—¿Qué desea usted, señora?... Dispénseme usted...
No estoy bueno... Una jaqueca persistente... desde hace tres días...
—Juan—respondió la de Reteuil,—aunque entre usted y mi hija se haya roto todo lazo desde hace mucho tiempo, y aunque usted no me haya tenido nunca gran cariño, no soy su enemiga. ¿Lo cree usted?
Juan hizo un gesto de afirmación indiferente, y dijo: —Es usted demasiado buena para ser enemiga de nadie... acaso al contrario...
Se calló, no creyendo que tenía ya derecho para vituperar á nadie.
La anciana continuó, sin querer comprender: —Voy á sorprenderle á usted, pero sé de dónde viene esa jaqueca de angustia y de preocupación... Juan, parece que ha hecho usted en París operaciones desastrosas y que se ha dejado engañar y hasta robar. En una palabra, á estas horas Valroy está en peligro y su fortuna de usted más que amenazada.
Juan se levantó bruscamente y la fiebre de sus ojos aumentó...
—¿Quién le ha dicho á usted?... ¿Quién la ha enterado tan bien ?
—¿Qué importa, puesto que confiesa usted que es verdad? Ha debido usted decírmelo antes en confianza, y acaso se hubiera ahorrado la mitad del mal.

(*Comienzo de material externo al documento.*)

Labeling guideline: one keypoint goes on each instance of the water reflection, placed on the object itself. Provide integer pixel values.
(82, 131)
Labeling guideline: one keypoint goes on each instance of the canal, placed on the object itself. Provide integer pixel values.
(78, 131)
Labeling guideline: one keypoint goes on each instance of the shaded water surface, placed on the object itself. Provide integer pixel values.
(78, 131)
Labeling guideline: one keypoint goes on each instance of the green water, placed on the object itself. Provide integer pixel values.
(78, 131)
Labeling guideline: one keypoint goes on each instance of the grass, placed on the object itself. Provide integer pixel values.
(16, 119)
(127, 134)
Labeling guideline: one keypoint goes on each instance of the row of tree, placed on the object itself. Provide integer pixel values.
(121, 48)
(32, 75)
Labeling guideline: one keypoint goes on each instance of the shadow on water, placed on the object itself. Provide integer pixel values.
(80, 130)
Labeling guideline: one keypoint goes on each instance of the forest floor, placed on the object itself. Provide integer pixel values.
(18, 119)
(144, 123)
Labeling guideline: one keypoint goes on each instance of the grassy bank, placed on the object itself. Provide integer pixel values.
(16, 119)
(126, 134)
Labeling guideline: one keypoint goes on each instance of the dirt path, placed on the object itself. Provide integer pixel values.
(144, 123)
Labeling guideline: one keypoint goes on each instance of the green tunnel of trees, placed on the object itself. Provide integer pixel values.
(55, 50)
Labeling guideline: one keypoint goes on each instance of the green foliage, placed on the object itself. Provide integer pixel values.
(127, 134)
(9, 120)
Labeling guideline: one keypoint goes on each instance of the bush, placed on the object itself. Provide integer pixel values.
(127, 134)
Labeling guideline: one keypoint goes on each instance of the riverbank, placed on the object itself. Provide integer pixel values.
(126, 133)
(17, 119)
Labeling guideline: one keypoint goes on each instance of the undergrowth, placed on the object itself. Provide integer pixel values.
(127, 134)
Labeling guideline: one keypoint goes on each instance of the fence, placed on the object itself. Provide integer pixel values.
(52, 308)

Juan la miró, sorprendido por aquella magnanimidad. La creía frívola y sin seriedad, siempre ocupada de sus placeres, ó de alguna chochez, y se revelaba buena, digna é indulgente y hablaba como amiga.
Y Juan, que hacía años guardaba secretos que le roían el corazón y se creía solo á la hora del naufragio, se conmovió hasta la médula de los huesos por aquella voz caritativa y aquellas palabras dulces.